Before You Know What Kindness Really Is


On Apr 18, 2011 Somik Raha wrote:

On the interplay of kindness and sorrow, the story that has inspired me the most comes from India's ancient epic, "The Mahabharata." A powerful emperor decided to give away his wealth to his citizens in the largest giving ceremonies of those times. In his court, everyone was astonished at how much he gave away, leading some to declare that this was the greatest giving that mankind had witnessed.

"Pooh!" came a voice. As everyone turned to look, it was that of a squirrel, who spoke cynically, "Hah! This is not the greatest giving at all." The squirrel had a body that was half golden and half brown. The angry courtiers asked the squirrel to explain himself.

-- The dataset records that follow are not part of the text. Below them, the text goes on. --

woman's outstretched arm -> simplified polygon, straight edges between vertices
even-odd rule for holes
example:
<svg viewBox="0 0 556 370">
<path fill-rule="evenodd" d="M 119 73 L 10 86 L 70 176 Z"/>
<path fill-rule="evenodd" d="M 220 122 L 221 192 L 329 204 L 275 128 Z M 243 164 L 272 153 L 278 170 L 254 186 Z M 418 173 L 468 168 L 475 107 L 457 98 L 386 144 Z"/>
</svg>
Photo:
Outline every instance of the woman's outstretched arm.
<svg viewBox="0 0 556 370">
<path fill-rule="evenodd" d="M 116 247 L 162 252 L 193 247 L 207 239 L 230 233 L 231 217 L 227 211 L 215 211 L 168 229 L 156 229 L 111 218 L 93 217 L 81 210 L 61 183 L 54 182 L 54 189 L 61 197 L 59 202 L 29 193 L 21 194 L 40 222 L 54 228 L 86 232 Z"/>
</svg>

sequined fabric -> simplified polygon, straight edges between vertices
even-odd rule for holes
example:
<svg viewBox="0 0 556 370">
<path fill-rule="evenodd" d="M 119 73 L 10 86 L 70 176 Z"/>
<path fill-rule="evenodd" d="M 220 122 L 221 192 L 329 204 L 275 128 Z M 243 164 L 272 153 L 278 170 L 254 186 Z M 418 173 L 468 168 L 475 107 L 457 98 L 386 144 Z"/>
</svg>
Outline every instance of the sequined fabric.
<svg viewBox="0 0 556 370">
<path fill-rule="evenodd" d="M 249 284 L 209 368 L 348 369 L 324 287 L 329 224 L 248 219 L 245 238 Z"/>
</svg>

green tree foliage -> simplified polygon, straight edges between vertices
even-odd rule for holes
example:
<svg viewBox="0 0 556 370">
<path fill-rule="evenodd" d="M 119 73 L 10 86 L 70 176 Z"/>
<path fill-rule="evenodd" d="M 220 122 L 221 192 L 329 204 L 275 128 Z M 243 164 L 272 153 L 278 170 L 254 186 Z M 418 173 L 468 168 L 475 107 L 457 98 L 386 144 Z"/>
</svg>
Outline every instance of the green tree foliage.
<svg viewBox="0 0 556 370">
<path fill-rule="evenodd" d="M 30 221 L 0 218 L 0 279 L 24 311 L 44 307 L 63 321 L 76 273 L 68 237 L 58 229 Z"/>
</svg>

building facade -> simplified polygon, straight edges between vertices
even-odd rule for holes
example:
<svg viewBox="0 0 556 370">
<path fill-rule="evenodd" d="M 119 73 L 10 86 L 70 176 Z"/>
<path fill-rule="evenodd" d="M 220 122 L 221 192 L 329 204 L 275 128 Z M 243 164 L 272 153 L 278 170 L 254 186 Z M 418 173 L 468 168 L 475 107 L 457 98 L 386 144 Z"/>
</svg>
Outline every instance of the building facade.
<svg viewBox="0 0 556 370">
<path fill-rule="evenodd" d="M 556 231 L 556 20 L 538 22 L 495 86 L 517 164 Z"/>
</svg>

The squirrel then told his story. "There lived a teacher in a village, who had been unable to get alms for many days. One day, he finally managed to get a little rice and rushed home delighted. He told his wife to make a meal that they would enjoy with their children, after having starved for many days. Just when they were about to begin their meal, there was a knock on the door, and a hungry traveler asked for a meal. Immediately, this teacher welcomed the traveler, and gave the family's entire meal which the traveler hungrily consumed, leaving nothing for his hosts. That night, the entire family perished of hunger. I was in their kitchen, and one morsel of rice that lay on the floor touched my body, immediately burning it to a golden color. Since then, I have been searching for another great giving so that the other half of my body may also turn to gold, but I have been unsuccessful in finding such a giving." 

Whenever I feel generosity is wanting in me, that teacher greatly inspires me to take one more step.